Sunk in thought, Michiko was tapping her teeth animatedly with her fingernail. Suddenly she raised her head and asked:
“Mama-san, did Ururu have anything like a collar or dog tag?”
“No, he didn’t have anything like that. There was a torn cord hanging around his neck,” Sadao answered from the side.
Michiko again furrowed her brow and became lost in thought.
3
“Wait here a minute.”
Michiko went into the house, returning soon with a bundle of newspapers.
“Let’s see, Sadao-chan found Ururu the day before yesterday. I have a feeling that the advertisement for the dog without the spots appeared even before that.”
Michiko went silent, carefully turning the pages of each newspaper and examining them. Then:
“Here it is, here!” She said this happily and took a deep breath. “Neko-chan, Mama-san, look here. See? The one with the spots appeared four days ago. The day before Sadao-chan found Ururu—the one with no spots was before that, five days ago—so both of these are Ururu.”
“How can that be?”
Kineko and Mama asked together, a dubious look on their faces.
“Like this. Ururu’s real owner is the one at 64 Seiundai, the one named Kazami. And he was stolen by this person named ‘Zaisha.’ So Kazami placed an advertisement looking for their lost dog. ‘Zaisha’ saw that, and, fearing that they would be discovered, used dye to change the white dog to a spotted one, took the nameplate and collar off, and replaced it with a cord—which the dog then bit through and escaped. The flustered ‘Zaisha’ never expected that the person who found the dog would give it a bath, so took out an ad describing the dog as it looked when it escaped—that’s one explanation. As for the injury, they might have hurt him when they stole him, or maybe he tried to escape before that and was hit with a stick or something—what do you think? Do you see what I mean?”
Kineko knew Michiko often did this sort of thing, so she was not really surprised, but Mama was shocked.
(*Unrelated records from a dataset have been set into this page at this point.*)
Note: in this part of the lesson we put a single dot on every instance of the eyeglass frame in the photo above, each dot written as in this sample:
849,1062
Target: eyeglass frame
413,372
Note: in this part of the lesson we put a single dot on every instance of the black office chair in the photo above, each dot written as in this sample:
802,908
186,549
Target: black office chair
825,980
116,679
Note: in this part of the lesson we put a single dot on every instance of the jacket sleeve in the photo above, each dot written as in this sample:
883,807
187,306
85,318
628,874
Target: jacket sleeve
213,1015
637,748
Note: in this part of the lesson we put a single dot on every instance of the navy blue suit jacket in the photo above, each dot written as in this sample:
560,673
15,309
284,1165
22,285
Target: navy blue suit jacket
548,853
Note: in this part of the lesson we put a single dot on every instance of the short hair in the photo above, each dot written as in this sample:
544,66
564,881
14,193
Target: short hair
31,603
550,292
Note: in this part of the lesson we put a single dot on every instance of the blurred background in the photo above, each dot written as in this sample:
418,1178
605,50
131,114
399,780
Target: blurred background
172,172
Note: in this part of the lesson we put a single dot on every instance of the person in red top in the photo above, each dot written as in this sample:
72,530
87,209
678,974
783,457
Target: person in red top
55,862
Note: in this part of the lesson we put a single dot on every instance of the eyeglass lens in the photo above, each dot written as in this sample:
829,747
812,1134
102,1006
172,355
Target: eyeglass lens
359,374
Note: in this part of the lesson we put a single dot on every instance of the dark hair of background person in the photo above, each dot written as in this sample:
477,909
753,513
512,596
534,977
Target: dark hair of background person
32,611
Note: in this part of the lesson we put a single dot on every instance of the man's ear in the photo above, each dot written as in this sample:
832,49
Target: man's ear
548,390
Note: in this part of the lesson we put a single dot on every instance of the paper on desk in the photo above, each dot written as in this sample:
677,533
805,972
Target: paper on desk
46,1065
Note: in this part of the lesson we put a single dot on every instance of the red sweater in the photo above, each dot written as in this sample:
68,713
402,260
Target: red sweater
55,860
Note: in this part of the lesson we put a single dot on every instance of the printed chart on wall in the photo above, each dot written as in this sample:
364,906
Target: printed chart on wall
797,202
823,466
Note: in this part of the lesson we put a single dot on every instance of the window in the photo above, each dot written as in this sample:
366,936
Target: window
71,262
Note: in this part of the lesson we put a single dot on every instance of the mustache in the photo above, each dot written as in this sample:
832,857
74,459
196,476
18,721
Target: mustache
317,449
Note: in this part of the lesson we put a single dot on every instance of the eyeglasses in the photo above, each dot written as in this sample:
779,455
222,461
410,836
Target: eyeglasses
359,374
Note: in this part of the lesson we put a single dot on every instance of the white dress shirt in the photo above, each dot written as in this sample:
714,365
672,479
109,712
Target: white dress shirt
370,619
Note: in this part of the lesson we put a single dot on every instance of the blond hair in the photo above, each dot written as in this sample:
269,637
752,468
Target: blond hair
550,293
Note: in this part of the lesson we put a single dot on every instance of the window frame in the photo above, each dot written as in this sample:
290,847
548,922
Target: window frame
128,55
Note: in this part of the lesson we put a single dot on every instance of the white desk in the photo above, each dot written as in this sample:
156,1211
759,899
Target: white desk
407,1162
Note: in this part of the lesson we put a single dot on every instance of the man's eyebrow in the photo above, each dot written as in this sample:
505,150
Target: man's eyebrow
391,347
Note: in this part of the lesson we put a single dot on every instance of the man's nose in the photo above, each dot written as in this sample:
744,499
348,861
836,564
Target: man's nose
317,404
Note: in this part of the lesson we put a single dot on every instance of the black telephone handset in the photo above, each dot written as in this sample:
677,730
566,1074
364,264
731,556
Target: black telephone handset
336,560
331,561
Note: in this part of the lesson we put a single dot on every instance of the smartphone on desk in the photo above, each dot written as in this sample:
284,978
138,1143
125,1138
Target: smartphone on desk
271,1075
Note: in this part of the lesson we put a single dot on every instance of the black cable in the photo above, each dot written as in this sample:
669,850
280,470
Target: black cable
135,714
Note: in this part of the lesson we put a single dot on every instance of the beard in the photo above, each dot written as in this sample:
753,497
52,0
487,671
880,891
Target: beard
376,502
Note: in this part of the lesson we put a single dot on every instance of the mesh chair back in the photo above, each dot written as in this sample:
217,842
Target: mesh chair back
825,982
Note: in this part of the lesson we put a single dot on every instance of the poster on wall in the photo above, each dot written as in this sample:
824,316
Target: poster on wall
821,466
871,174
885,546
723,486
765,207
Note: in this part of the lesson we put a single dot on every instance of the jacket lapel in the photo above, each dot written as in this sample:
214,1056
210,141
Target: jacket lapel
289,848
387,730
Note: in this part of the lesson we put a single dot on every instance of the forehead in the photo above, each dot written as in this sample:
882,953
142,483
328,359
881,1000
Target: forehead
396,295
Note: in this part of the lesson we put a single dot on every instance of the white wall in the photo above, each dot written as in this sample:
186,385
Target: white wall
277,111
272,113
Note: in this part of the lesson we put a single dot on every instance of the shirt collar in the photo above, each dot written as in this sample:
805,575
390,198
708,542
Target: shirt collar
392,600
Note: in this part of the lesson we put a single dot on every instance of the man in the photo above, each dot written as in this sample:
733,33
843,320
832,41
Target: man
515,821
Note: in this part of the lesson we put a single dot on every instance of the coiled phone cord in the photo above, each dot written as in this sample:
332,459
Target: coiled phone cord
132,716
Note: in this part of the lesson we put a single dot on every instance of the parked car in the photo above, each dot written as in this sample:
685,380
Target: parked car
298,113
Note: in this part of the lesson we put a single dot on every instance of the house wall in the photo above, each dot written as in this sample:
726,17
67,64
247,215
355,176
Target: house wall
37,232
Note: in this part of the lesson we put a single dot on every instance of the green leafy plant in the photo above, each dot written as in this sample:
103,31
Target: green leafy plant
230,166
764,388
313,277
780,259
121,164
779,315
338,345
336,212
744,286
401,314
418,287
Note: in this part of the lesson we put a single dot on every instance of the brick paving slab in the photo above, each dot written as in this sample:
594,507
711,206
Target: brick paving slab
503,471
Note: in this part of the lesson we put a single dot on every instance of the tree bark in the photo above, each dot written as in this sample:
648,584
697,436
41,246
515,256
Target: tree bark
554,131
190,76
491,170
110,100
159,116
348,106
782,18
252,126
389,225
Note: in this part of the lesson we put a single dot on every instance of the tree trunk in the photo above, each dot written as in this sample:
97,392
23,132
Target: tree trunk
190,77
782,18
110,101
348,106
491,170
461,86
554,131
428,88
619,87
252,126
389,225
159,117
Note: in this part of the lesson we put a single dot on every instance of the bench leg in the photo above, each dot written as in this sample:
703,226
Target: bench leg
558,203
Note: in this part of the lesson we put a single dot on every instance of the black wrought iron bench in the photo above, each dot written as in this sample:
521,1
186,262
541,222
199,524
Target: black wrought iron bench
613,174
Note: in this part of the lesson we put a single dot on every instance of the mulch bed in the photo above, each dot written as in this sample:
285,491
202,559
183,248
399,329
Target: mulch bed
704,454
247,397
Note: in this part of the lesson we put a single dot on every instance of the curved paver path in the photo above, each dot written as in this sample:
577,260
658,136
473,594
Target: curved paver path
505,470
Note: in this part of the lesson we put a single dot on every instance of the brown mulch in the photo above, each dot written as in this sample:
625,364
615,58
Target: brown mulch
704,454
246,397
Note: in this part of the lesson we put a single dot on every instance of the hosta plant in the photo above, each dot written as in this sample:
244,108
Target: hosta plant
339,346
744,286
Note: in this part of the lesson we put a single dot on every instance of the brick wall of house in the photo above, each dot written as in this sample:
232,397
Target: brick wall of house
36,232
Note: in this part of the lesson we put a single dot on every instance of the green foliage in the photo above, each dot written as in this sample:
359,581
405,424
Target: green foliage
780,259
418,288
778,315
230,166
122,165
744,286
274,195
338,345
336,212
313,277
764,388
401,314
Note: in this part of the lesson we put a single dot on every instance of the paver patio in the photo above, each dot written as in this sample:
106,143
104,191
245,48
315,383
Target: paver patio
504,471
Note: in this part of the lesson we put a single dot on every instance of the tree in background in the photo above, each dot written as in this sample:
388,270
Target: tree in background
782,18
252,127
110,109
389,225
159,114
“My, it’s like you’re clairvoyant. But that ‘Zaisha’ is a great dog lover, right? To steal someone’s dog, go so far as to dye its hair a different color in order to hide it, and then take out a classified advertisement for it after it escapes—”
“I don’t think so,” Michiko answered definitively.
“If ‘Zaisha’ really loved dogs, Ururu wouldn’t try to escape to the point of chewing through the cord and limping away. I don’t think they stole Ururu to keep him as a pet, I think there was another reason behind it.”
“Well, that may be, but if we know who the owner is we have to return him—but I don’t want to go myself. Michiko, can you take Ururu to Kazami for me?”
Mama asked this and looked at Michiko.
“Sure, it’s too late to turn back now.”
Michiko turned toward Kineko and said:
“If that’s what we’re going to do the sooner the better. Neko-chan, shall we go?”
She impatiently began to get ready.
“What do we do about ‘Zaisha?’”
“There’s no point in chasing after a dog thief. Let’s forget about it.”
4
They quickly found the Kazami residence at 64 Seiundai.
They could also tell before even going inside that it was Ururu’s house. As soon as they entered the gate Ururu’s behavior began to change. During the car ride and the walk up the hill his wide eyes had been sorrowfully alert and he had been balled up in Kineko’s arms, but passing through the gate, he suddenly began whining quietly and struggling to get down.
“What do you think?”
Michiko whispered to Kineko, poking her arm triumphantly. Kineko thrust out her chin and nodded as if in signal. They announced themselves, and when the young maid who came out saw Ururu struggling in Kineko’s arms she completely forgot to greet them, shouting instead:
“Oku-sama! Oku-sama! Leo is—!”
She disappeared into the house. Before long, a refined middle-aged lady rushed out with a determined expression, as if she would be met with an irrevocable situation were she but a moment late. At a sign from Michiko, Kineko released Ururu, who made straight for the lady and all but jumped onto her.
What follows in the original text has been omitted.